Hi all,
Just wondering if what I'm seeing is expected. I'm using the CentOS 7
RT kernel with boot args of "skew_tick=1 irqaffinity=0 rcu_nocbs=1-27
nohz_full=1-27" among others.
Normally if I run cyclictest it sets /dev/cpu_dma_latency to zero. This
gives worst-case latency around 6usec.
If I set /dev/cpu_dma_latency to something large and then set
/sys/devices/system/cpu/cpu${num}/power/pm_qos_resume_latency_us to "2"
for the CPUs that cyclictest is running on then the worst-case latency
jumps to more like 16usec.
If I set pm_qos_resume_latency_us to "2" for all CPUs on the system,
then the worst-case latency comes back down. It's not sufficient to set
it for all CPUs on the same socket as cyclictest.
It does not seem to make any difference in the worst-case latency to set
cpuset.sched_load_balance to zero for the cpuset containing cyclictest.
(All cpusets but one have cpuset.sched_load_balance set to zero, and
that one doesn't include the CPUs that cyclictest runs on.)

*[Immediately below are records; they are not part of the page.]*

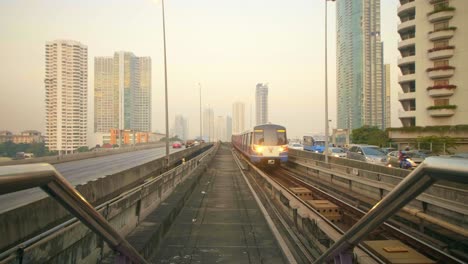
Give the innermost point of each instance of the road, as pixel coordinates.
(82, 171)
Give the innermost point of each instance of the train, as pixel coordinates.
(265, 144)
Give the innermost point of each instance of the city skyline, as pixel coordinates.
(360, 73)
(293, 67)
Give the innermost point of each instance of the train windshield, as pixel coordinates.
(270, 137)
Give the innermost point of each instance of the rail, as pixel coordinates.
(433, 169)
(45, 176)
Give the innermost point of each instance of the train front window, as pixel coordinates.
(270, 137)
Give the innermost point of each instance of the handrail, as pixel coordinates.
(431, 170)
(43, 175)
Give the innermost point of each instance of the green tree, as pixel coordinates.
(438, 144)
(82, 149)
(369, 135)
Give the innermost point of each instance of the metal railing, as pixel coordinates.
(433, 169)
(45, 176)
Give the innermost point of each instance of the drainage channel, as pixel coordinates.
(221, 222)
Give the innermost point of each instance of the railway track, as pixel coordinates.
(386, 231)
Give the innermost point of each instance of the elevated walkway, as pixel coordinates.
(220, 223)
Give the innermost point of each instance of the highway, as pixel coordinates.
(82, 171)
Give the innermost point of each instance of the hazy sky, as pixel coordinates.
(227, 46)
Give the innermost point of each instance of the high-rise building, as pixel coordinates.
(208, 124)
(387, 114)
(220, 129)
(181, 127)
(228, 128)
(122, 86)
(238, 117)
(261, 103)
(66, 85)
(360, 88)
(433, 62)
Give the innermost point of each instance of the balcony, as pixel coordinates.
(441, 90)
(442, 34)
(407, 25)
(406, 78)
(406, 96)
(406, 60)
(406, 43)
(406, 7)
(440, 54)
(406, 114)
(441, 15)
(441, 72)
(441, 112)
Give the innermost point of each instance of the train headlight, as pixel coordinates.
(283, 148)
(258, 149)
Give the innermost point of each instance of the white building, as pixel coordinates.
(359, 51)
(228, 128)
(261, 103)
(181, 127)
(220, 129)
(66, 85)
(122, 92)
(433, 63)
(238, 117)
(208, 124)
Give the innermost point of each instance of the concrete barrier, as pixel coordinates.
(82, 155)
(445, 201)
(28, 221)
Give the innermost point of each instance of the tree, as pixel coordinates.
(82, 149)
(369, 135)
(438, 145)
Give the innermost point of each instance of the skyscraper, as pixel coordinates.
(181, 127)
(360, 88)
(220, 129)
(238, 117)
(228, 128)
(433, 63)
(208, 124)
(388, 90)
(66, 85)
(122, 92)
(261, 103)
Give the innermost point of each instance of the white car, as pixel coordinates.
(336, 152)
(297, 146)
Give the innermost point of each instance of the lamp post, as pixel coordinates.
(165, 87)
(326, 84)
(201, 135)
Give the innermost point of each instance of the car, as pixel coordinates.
(367, 153)
(296, 145)
(176, 144)
(189, 143)
(414, 158)
(388, 150)
(460, 155)
(336, 152)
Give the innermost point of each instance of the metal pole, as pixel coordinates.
(201, 135)
(165, 87)
(326, 87)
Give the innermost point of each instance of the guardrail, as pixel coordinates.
(45, 176)
(433, 169)
(125, 211)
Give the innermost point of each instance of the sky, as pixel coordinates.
(226, 46)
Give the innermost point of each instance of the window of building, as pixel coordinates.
(441, 25)
(441, 82)
(438, 102)
(440, 43)
(441, 4)
(440, 63)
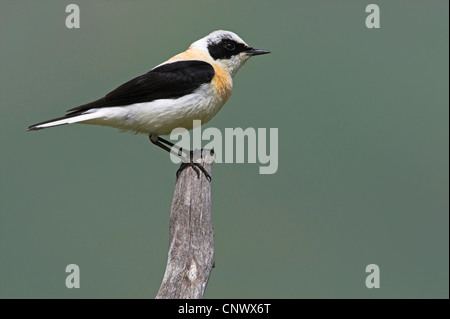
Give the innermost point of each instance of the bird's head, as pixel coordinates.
(227, 49)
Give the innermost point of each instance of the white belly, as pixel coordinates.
(160, 117)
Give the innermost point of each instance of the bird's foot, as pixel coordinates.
(191, 162)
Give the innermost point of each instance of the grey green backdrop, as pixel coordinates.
(363, 150)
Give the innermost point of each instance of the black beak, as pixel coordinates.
(252, 52)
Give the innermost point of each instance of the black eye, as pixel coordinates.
(229, 46)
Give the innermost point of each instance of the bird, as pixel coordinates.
(192, 85)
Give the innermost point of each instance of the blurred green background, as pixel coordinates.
(363, 150)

Looking at the latency traces, there does not appear to be any single
culprit. I've seen cases where it appears to take extra time in
migrate_task_rq_fair(), tick_do_update_jiffies64(), rcu_irq_enter(), and
enqueue_entity().
I'm trying to dynamically isolate CPUs from the system for running RT
tasks, but it seems like the rest of the system still affects the
isolated CPUs.
Any comments/suggestions would be appreciated.
Thanks,
Chris